Thursday, April 5, 2012

Learn Our History Today: April 5

Learn Our History Today:  Here’s what happened on April 5th in American History...

In 1774, Ben Franklin published an open letter to British Prime Minister Lord North in the British newspaper, The Public Advertiser.  A tongue-in-cheek, comical letter in which Franklin suggested that the British impose martial law upon the colonies, Franklin implied that the British view these “Yankee Doodles” as inferior, stating that “one born in Britain is equal to 20 Americans.”  Ironically, the letter proved to be prophetic...the following Month, Lord North did in fact impose martial law on Massachusetts with the passage of the Massachusetts Government Act!

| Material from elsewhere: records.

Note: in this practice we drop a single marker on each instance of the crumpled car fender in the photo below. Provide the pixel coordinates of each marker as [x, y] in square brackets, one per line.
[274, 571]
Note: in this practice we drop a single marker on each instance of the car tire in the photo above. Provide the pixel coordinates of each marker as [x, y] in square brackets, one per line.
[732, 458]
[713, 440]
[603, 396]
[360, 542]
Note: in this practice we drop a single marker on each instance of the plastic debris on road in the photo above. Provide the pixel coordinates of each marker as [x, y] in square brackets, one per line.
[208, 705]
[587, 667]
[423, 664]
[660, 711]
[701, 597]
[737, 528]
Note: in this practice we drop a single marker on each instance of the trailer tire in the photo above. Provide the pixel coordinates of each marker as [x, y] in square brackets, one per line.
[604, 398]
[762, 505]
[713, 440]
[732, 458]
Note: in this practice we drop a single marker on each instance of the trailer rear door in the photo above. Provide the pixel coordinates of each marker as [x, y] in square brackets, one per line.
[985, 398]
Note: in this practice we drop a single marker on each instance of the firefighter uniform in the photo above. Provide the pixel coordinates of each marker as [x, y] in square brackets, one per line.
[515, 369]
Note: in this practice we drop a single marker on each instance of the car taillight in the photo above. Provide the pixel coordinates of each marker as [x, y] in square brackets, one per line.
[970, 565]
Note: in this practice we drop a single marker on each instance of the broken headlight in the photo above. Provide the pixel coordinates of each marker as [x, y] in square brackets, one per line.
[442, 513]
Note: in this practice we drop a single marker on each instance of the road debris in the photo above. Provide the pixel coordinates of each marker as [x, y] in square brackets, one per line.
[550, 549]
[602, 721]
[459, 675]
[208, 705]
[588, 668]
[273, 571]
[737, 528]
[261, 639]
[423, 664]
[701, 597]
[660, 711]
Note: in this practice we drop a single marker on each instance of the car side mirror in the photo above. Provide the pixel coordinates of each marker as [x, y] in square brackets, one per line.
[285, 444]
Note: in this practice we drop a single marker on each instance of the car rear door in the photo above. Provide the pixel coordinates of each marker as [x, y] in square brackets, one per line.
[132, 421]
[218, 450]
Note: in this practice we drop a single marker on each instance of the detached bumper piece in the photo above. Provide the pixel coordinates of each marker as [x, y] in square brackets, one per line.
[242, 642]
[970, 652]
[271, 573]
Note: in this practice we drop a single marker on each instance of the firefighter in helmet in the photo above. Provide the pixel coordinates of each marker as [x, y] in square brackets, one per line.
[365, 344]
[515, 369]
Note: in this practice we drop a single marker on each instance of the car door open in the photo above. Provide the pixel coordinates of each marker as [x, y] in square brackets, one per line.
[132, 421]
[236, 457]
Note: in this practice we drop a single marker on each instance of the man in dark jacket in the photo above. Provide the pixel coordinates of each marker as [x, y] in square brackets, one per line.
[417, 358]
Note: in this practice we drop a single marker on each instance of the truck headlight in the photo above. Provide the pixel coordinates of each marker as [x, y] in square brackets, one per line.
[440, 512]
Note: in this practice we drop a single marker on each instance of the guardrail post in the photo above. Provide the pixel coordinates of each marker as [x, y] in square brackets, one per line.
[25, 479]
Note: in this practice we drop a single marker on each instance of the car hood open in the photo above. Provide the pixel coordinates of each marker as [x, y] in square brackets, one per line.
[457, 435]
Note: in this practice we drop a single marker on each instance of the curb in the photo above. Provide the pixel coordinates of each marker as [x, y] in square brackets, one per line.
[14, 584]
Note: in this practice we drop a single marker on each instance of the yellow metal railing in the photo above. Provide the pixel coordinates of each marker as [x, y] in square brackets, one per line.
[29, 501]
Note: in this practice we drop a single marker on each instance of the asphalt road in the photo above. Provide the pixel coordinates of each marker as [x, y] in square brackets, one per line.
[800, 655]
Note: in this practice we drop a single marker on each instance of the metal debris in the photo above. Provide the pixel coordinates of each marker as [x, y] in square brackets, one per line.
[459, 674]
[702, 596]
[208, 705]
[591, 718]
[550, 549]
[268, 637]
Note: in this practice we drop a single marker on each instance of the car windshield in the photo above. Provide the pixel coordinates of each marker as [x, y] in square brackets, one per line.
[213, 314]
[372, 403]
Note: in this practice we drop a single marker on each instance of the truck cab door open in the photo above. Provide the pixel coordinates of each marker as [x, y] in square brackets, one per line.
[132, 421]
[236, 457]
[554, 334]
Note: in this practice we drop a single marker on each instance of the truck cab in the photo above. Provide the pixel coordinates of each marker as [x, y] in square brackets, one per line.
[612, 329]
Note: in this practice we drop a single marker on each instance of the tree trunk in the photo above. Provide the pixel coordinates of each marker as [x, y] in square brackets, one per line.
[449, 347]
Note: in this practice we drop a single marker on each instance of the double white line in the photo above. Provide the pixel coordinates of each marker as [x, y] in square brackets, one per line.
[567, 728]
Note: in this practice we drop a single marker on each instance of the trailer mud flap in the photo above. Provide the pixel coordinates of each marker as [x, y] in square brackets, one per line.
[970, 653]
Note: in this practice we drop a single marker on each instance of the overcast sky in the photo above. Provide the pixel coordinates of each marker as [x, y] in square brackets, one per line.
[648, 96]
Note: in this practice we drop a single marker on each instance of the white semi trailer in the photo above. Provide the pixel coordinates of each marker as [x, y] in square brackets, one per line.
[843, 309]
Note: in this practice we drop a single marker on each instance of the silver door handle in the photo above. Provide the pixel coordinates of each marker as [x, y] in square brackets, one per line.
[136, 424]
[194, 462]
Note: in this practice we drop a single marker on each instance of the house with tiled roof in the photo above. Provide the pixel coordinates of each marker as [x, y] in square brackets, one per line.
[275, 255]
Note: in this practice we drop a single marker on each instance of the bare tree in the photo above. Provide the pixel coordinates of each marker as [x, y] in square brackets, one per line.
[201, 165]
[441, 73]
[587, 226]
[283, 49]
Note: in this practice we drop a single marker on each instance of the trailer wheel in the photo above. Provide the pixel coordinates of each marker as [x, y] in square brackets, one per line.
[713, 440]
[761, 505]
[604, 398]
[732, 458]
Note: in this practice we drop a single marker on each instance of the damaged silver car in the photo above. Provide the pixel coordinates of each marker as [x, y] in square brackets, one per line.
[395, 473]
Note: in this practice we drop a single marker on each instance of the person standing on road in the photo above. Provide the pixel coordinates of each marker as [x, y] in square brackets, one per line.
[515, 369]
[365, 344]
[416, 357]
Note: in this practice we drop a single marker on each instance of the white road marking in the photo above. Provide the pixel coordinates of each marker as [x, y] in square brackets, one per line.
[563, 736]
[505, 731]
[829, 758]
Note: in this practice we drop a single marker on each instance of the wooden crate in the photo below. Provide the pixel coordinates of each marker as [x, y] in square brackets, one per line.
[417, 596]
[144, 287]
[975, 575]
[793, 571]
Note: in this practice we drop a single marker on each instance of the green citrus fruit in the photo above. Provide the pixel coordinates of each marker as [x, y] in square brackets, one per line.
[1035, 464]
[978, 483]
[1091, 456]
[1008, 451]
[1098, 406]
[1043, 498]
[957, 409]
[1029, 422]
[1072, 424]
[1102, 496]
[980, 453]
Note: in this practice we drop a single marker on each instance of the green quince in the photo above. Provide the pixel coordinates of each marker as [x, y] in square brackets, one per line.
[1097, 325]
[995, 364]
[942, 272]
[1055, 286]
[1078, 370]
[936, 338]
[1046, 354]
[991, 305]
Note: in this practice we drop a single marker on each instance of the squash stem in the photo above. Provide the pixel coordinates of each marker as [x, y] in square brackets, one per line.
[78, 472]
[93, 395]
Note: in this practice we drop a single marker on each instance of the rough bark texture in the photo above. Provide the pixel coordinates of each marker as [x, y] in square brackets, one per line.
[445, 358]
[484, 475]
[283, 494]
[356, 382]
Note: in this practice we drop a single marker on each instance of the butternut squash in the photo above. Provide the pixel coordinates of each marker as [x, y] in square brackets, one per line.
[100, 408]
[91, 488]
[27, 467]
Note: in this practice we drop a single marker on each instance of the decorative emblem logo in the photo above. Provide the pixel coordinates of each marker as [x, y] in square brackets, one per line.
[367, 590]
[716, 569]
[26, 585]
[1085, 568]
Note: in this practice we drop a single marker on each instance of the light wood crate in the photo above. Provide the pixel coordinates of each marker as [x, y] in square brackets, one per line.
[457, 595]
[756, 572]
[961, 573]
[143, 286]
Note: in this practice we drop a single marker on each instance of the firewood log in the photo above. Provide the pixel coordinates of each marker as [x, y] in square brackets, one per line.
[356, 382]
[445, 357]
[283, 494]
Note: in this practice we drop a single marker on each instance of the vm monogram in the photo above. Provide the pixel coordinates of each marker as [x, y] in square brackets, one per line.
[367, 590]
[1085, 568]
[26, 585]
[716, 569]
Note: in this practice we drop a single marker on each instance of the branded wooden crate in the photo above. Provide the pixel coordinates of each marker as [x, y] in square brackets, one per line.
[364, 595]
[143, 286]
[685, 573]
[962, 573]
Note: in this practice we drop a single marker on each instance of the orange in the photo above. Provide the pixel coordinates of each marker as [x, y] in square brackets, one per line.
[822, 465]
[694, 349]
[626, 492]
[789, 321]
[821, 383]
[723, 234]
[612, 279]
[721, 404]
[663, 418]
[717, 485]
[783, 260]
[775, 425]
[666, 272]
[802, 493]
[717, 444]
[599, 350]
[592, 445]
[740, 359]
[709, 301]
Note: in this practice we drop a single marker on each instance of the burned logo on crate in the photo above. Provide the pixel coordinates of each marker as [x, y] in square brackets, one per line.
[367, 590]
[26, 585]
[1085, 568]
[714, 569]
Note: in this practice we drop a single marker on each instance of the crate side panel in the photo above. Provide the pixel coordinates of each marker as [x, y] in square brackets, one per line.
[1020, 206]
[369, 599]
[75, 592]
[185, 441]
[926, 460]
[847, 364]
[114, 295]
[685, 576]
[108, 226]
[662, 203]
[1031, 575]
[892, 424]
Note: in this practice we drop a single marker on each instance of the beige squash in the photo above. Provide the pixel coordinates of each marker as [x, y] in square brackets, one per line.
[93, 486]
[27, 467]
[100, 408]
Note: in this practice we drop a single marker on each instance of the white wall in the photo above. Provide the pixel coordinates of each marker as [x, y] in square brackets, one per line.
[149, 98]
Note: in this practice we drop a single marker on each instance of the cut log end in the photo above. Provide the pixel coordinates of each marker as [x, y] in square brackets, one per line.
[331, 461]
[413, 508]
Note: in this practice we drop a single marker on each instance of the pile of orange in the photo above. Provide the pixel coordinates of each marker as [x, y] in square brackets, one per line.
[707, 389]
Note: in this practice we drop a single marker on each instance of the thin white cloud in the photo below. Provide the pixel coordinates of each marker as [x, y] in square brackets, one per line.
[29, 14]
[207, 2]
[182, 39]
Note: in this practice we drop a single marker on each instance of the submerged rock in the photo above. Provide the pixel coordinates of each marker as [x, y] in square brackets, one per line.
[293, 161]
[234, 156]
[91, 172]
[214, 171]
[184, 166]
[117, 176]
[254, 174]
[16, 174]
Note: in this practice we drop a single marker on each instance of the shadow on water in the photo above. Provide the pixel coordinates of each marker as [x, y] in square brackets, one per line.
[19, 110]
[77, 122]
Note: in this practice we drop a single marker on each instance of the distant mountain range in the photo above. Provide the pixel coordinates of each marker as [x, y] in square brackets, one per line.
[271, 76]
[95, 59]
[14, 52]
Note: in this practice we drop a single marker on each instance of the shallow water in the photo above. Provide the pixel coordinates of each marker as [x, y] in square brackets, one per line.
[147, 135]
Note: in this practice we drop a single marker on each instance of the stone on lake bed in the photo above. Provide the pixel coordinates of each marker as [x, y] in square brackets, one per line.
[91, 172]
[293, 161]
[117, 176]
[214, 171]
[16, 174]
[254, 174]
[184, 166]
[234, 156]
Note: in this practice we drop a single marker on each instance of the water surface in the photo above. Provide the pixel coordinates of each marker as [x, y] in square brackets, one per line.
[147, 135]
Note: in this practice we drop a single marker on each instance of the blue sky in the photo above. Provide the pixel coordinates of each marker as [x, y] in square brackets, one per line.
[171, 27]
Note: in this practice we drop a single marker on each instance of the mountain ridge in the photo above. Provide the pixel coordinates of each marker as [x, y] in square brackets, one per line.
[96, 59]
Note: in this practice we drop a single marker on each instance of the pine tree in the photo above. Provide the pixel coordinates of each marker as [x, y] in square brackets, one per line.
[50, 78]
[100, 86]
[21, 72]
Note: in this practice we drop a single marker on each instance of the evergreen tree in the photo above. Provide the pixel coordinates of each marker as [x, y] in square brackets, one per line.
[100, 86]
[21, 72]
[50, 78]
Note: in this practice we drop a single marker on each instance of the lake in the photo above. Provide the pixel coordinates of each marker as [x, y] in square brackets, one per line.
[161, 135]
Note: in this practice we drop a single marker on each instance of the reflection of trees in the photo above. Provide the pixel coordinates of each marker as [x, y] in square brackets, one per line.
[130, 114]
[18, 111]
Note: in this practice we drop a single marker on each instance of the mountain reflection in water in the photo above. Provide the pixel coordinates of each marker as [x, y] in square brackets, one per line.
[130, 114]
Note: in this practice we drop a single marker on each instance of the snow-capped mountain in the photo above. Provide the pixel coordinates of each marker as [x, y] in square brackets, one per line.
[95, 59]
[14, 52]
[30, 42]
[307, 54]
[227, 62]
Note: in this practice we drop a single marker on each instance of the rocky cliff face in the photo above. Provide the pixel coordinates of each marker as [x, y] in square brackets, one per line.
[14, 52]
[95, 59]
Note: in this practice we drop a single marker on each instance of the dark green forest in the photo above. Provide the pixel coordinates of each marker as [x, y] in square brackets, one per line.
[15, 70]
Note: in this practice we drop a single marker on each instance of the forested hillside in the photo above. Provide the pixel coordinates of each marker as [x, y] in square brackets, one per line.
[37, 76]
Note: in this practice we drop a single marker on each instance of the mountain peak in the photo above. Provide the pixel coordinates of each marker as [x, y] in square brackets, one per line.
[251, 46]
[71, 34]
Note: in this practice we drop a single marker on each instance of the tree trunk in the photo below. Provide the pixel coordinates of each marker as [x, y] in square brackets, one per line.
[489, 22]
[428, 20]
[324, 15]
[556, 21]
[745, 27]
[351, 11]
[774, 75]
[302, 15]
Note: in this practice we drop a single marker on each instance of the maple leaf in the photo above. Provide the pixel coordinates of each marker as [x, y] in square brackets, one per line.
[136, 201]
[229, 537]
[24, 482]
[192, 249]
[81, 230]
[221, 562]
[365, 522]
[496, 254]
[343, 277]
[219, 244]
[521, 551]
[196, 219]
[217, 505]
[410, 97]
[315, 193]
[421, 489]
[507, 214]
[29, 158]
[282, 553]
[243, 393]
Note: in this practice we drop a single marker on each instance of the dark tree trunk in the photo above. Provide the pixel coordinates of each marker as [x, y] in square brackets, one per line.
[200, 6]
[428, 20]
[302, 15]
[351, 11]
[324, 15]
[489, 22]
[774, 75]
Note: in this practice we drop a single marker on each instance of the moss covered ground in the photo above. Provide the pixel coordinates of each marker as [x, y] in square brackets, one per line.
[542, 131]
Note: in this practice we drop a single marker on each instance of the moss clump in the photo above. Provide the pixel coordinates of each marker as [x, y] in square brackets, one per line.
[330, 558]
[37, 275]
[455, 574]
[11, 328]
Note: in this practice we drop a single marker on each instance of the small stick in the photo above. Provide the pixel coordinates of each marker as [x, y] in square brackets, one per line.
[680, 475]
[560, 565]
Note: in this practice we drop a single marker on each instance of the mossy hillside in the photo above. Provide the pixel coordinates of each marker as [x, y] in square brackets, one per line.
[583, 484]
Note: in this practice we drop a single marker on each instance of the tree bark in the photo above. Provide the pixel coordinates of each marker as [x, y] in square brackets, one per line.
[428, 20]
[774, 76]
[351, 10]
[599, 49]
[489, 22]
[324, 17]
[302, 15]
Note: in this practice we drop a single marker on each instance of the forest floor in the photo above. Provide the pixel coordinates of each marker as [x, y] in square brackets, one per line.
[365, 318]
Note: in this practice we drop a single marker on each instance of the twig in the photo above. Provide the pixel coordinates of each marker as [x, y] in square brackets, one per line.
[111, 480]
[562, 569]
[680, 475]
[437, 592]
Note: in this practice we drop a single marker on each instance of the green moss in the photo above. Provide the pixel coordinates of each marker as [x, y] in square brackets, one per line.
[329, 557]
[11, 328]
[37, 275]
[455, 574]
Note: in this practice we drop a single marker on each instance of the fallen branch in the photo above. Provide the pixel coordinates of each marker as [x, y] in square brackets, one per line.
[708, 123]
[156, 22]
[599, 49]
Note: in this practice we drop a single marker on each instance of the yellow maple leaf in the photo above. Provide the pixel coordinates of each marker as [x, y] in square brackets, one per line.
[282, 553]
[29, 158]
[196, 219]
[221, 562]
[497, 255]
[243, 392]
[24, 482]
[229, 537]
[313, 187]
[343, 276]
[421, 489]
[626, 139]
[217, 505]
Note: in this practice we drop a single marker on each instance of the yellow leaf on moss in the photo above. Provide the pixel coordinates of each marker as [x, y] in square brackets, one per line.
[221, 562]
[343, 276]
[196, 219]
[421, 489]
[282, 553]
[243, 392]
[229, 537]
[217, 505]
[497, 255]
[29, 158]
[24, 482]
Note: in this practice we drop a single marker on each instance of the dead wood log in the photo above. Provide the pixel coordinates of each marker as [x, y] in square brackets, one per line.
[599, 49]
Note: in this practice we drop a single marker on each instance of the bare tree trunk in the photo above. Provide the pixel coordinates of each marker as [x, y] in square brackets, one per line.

In 1792, President George Washington exercised the very first presidential veto, a veto of a bill that introduced a plan to divide the seats in the House of Representatives and increasing the number of seats for northern states.  He claimed that the plan was unconstitutional because it would have introduced a number of reps that was greater than that dictated by the Constitution.  Instead of overriding Washington’s veto with a two-thirds vote, Congress threw out the original bill and instituted a new one that distributed representatives at the ration of one for every 33,000 people in the respective states.

And in 1862, Union forces established siege lines against the Confederacy in what was known as the Siege of Yorktown.  General George McClelland sailed his massive Union Army down the Chesapeake toward the Confederate capital, Richmond, Virginia. His strategy was to cause the Confederates angst as they would be forced to gather scattered forces from around the James Peninsula.  He was met with resistance at Yorktown, with about 11,000 troops under General John B. Magruder.  Magruder, who was outnumbered by McClelland’s vast army, came up with a clever scheme to paint logs black, giving them the appearance of numerous artillery pieces, and ordered his troops to march back and forth around the logs to further enhance the illusion.  Magruder’s performance worked, convincing McClelland that it would be too dangerous to make a frontal assault.  Instead, McClelland opted to lay siege, surrounding Yorktown.

And in 1951, at the height of the “red scare,” Julius and Ethel Rosenberge were sentenced to death one week after the couple was found guilty of conspiring to provide atomic secrets to the Soviet Union.  The couple was accused of convincing Ethel’s brother, David Greenglass, to provide Philadelphia chemist, Harry Gold with atomic secrets.  Harry Gold was an accomplice of Klaus Fuchs, a German-born U.S. scientist who earlier confessed to passing classified information about America’s atomic program to the Soviets.  During the trial in which Greenglass testified against the couple, the Rosenbergs maintained their innocence.  Despite appeals and pleas for executive clemency, the Rosenbergs became the first U.S. civilians to be given the death penalty in an espionage trial.  The couple was executed by electrocution on June 19, 1953.